Фельдшер вколол полкубика промедола для премедикации. Поставили капельницу. Юля, выполняющая роль операционной сестры, подготовила инструменты. Сергей Горчаков начал капать наркоз, приторный запах эфира смешивался с ладаном. Мерцали под легким дуновением сквозняков огоньки свечей. Лики святых с икон испытующе взирали на распростертое на импровизированном операционном столе тельце и на медиков вокруг него.
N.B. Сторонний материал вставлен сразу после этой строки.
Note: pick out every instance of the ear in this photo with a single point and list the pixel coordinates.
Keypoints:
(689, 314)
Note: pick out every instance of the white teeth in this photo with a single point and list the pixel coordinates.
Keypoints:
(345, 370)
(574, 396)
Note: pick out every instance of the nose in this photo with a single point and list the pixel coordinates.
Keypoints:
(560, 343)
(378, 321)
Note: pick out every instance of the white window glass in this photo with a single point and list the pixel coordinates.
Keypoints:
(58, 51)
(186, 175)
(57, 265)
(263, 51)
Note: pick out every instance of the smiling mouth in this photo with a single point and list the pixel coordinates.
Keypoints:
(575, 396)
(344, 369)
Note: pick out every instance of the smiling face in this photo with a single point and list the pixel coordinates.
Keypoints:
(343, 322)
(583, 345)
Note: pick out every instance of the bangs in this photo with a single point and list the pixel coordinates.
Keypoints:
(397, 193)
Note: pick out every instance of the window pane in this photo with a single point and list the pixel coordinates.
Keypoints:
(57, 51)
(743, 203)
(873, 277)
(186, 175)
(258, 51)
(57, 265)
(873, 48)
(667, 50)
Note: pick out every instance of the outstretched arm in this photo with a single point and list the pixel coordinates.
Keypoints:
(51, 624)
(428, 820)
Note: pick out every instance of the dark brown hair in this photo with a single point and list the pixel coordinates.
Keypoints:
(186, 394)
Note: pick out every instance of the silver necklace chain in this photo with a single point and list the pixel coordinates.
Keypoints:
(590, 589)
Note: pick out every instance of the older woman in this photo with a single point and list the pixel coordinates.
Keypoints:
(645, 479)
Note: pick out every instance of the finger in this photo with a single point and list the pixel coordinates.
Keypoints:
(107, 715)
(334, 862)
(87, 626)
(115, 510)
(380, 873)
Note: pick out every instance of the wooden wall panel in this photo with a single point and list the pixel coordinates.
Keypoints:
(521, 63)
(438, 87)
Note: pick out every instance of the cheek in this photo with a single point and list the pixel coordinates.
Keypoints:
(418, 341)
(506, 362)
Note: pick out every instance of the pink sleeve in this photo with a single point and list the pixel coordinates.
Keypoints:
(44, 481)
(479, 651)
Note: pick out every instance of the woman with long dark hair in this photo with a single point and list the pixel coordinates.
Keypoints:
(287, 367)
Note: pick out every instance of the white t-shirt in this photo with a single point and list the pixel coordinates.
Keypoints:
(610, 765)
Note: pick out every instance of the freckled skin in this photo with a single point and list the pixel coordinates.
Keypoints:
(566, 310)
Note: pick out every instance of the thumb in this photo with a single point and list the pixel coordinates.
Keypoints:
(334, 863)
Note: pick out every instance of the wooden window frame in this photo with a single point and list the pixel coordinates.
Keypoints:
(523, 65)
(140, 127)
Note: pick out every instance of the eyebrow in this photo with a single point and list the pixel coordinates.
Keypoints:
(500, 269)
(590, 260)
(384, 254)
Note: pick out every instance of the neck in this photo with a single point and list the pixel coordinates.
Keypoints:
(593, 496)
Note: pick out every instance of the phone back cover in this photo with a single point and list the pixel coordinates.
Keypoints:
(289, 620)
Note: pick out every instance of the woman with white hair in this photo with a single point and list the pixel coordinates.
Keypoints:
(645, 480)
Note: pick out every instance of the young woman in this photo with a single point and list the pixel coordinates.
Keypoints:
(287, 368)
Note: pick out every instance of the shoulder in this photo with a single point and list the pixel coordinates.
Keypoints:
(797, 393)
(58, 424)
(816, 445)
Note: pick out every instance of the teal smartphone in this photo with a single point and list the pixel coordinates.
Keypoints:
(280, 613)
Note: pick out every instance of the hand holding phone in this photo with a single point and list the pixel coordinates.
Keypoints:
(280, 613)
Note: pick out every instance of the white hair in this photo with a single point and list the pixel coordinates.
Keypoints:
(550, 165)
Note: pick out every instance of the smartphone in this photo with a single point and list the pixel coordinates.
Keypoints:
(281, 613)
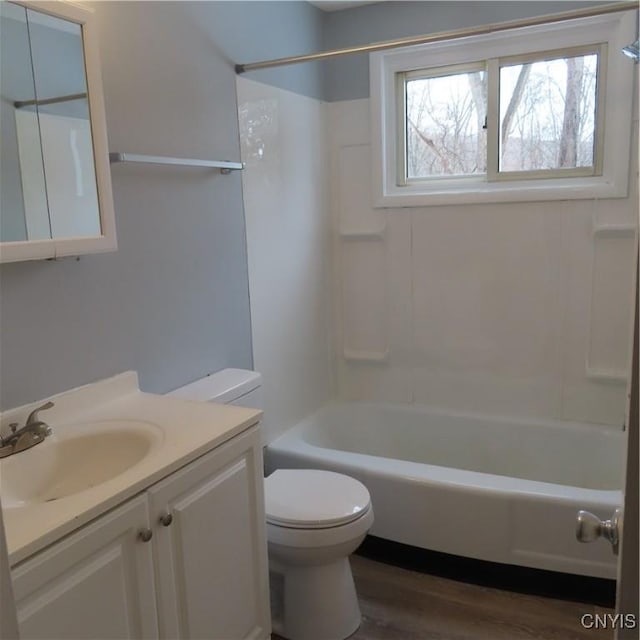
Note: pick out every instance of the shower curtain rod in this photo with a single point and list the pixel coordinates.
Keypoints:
(442, 35)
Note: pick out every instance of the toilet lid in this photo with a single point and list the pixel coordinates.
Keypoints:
(313, 499)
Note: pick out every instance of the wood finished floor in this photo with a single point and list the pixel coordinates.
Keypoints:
(398, 604)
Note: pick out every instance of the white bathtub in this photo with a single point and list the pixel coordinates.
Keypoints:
(503, 490)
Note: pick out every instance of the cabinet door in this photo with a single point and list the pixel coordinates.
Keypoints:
(211, 562)
(96, 583)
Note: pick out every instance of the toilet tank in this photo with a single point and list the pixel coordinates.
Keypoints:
(229, 386)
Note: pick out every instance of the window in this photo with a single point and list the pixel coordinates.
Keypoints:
(513, 116)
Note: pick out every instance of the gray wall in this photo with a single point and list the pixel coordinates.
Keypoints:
(172, 302)
(347, 77)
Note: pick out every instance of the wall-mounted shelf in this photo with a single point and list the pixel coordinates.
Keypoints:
(223, 165)
(359, 355)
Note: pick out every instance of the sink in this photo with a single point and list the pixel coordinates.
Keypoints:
(76, 458)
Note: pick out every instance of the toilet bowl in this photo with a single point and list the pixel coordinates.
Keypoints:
(315, 520)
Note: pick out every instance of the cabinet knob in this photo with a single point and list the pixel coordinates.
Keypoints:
(145, 534)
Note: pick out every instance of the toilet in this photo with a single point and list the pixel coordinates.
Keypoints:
(315, 520)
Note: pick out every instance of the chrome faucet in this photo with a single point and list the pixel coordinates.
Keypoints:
(33, 432)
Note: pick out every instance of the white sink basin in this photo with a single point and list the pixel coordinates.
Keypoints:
(74, 459)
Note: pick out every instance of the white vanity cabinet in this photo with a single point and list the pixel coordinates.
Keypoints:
(201, 574)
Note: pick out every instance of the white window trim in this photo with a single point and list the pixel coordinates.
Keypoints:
(615, 31)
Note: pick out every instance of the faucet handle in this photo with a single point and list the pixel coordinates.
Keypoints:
(33, 416)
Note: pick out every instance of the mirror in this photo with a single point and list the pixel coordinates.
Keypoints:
(55, 191)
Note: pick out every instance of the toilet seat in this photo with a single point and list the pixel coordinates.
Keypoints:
(313, 499)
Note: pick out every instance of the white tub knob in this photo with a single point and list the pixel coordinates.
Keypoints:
(589, 528)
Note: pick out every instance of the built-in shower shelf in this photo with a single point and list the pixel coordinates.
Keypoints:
(600, 374)
(356, 355)
(224, 165)
(363, 235)
(614, 230)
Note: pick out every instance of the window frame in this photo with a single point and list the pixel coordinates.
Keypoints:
(607, 179)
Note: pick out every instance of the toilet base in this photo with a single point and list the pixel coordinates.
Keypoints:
(315, 602)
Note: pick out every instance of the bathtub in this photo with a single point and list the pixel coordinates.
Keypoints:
(496, 489)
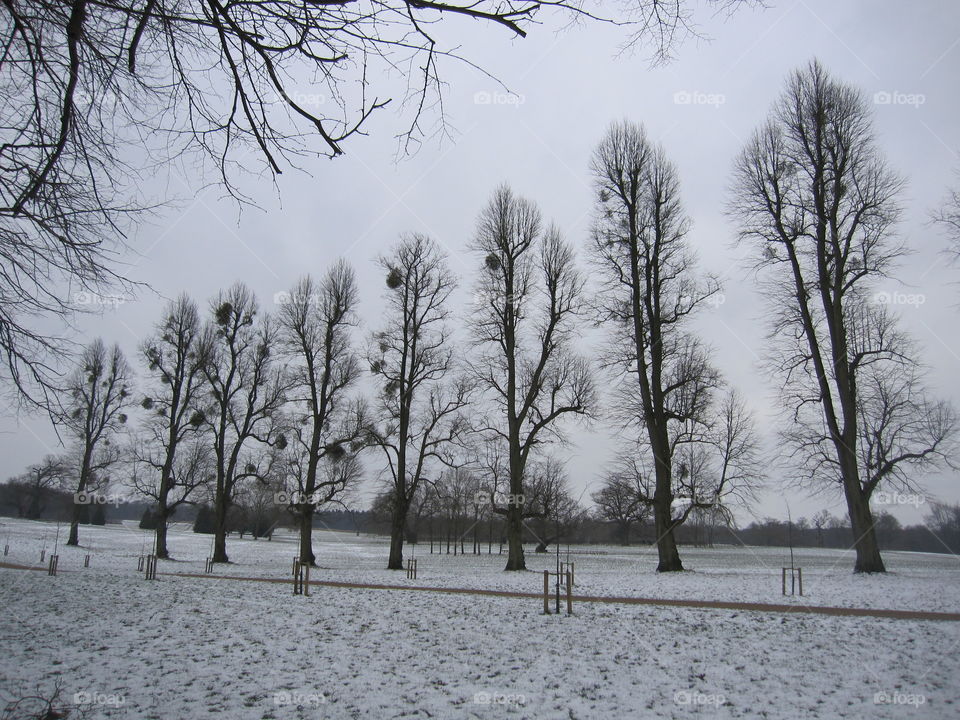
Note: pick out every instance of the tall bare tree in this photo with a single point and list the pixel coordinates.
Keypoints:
(411, 357)
(244, 387)
(948, 218)
(92, 413)
(174, 413)
(529, 295)
(814, 194)
(649, 291)
(316, 322)
(96, 95)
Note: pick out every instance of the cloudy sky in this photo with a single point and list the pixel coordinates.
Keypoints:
(561, 89)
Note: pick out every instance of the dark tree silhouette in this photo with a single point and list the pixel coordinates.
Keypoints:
(328, 426)
(529, 296)
(92, 412)
(420, 400)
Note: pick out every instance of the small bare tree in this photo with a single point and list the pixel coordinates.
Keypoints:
(244, 388)
(813, 193)
(174, 415)
(529, 297)
(92, 412)
(316, 322)
(35, 484)
(619, 501)
(420, 399)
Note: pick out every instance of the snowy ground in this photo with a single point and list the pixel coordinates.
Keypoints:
(122, 647)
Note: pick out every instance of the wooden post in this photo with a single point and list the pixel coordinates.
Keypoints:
(297, 578)
(151, 568)
(546, 592)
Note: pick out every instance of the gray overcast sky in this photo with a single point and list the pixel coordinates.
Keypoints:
(569, 85)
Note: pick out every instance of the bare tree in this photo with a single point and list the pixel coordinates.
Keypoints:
(92, 412)
(813, 193)
(96, 95)
(245, 387)
(649, 291)
(550, 500)
(716, 465)
(35, 484)
(316, 322)
(174, 362)
(420, 399)
(948, 218)
(529, 295)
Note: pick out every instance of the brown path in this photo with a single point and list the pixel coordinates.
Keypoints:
(662, 602)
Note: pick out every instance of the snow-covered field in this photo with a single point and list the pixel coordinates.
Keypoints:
(123, 647)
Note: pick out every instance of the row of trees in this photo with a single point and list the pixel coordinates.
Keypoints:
(244, 395)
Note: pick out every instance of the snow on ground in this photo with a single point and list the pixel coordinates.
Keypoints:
(123, 647)
(916, 581)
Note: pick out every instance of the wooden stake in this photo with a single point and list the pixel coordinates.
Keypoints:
(546, 592)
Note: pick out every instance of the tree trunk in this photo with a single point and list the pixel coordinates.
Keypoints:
(220, 533)
(666, 543)
(398, 521)
(864, 534)
(515, 559)
(74, 538)
(306, 538)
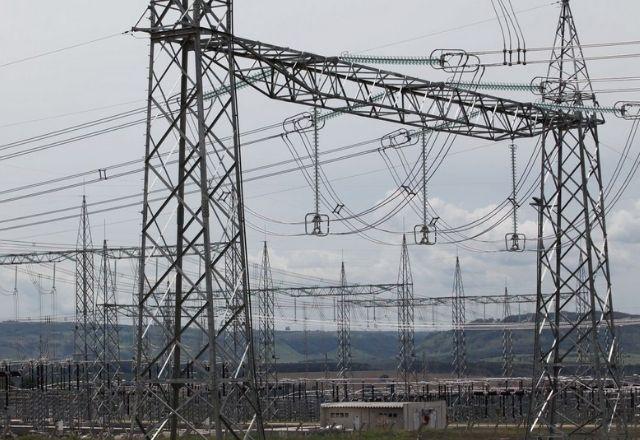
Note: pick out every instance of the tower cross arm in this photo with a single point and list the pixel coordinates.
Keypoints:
(300, 77)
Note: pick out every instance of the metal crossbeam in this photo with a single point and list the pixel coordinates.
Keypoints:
(289, 75)
(113, 253)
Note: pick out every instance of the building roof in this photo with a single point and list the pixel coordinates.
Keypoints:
(387, 405)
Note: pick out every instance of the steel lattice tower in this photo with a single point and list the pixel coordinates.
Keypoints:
(343, 321)
(266, 325)
(582, 307)
(107, 377)
(85, 329)
(205, 385)
(406, 336)
(507, 337)
(458, 319)
(571, 225)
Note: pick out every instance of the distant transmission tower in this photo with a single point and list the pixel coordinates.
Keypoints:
(571, 225)
(85, 330)
(507, 337)
(266, 326)
(107, 377)
(343, 321)
(406, 336)
(458, 320)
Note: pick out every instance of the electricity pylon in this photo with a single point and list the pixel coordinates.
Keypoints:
(343, 321)
(406, 331)
(507, 337)
(458, 318)
(204, 386)
(108, 375)
(572, 238)
(85, 329)
(266, 331)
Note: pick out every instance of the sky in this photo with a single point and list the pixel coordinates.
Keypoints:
(108, 75)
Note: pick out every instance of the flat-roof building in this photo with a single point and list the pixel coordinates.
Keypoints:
(409, 416)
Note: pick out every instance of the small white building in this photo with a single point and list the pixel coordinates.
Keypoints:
(409, 416)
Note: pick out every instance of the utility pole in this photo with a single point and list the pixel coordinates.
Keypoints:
(206, 141)
(572, 237)
(343, 321)
(406, 331)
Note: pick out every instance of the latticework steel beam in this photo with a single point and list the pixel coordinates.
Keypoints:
(507, 338)
(458, 321)
(343, 322)
(301, 77)
(204, 385)
(572, 237)
(266, 332)
(86, 329)
(406, 330)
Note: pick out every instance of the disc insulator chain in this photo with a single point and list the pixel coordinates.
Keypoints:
(514, 241)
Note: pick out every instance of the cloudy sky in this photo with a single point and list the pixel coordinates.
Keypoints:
(108, 76)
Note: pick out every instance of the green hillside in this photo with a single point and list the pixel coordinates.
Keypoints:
(373, 350)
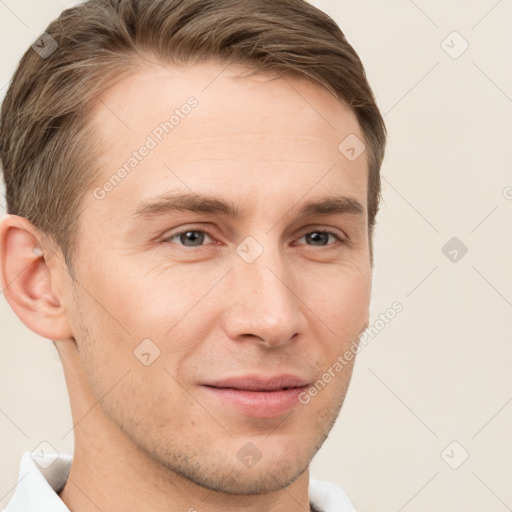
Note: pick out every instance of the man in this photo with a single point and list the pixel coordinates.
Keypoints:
(192, 189)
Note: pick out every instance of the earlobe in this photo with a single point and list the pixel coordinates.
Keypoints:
(26, 279)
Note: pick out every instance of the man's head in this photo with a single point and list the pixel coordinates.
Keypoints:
(200, 166)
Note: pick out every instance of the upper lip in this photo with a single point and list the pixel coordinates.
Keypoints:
(260, 383)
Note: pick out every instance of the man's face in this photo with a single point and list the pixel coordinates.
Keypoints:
(258, 295)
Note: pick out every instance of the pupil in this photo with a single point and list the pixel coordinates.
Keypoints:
(192, 236)
(318, 238)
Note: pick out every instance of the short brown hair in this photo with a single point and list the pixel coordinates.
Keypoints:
(46, 139)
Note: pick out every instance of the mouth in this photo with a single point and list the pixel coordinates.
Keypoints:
(259, 397)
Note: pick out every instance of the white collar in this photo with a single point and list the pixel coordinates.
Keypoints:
(40, 482)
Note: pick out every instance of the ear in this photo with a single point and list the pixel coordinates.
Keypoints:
(26, 278)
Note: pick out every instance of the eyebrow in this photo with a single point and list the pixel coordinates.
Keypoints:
(171, 202)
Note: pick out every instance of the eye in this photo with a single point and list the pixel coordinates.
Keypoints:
(320, 238)
(188, 238)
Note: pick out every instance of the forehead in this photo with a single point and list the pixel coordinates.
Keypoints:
(211, 124)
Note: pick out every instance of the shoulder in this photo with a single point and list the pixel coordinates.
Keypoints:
(329, 497)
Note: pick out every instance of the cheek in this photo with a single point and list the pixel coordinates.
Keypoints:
(340, 298)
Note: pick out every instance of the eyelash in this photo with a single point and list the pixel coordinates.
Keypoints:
(324, 231)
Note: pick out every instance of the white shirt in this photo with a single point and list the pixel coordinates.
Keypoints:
(39, 484)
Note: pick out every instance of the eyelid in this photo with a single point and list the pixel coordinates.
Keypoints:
(341, 235)
(337, 233)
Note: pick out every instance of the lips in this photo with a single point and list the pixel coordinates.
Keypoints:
(256, 396)
(256, 383)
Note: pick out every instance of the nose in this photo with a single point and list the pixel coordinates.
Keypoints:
(263, 305)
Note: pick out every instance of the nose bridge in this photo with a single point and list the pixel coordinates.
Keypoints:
(263, 303)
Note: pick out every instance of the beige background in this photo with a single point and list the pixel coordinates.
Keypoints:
(440, 371)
«Divinum opus sedare dolorem» – «Божественное дело – успокаивать боль». Сейчас, казалось, ангелы в стерильных одеждах снизошли, чтобы помочь страждущим.
Впрочем, и Константин Новиков, и Сергей– фельдшер, и медсестра Юля были далеки от трансцендентных мыслей. Их сейчас больше волновали частота пульса и дыхания, артериальное давление маленькой пациентки.
– Все «забалдеем»… – сказал фельдшер, капая эфир.
– Начали! Сестра, скальпель.
Острый инструмент из стали марки «3Х-13» провел тонкую красную линию разреза. Выполнив рассечение и расслоив ткани, хирург вошел в брюшную полость.
– Так и есть! Разрыв печени, небольшой, но для нашего пациента – фатальный! Видимо, девочку сбило с ног ударной волной, от этого и повреждения. Фельдшер, как там состояние?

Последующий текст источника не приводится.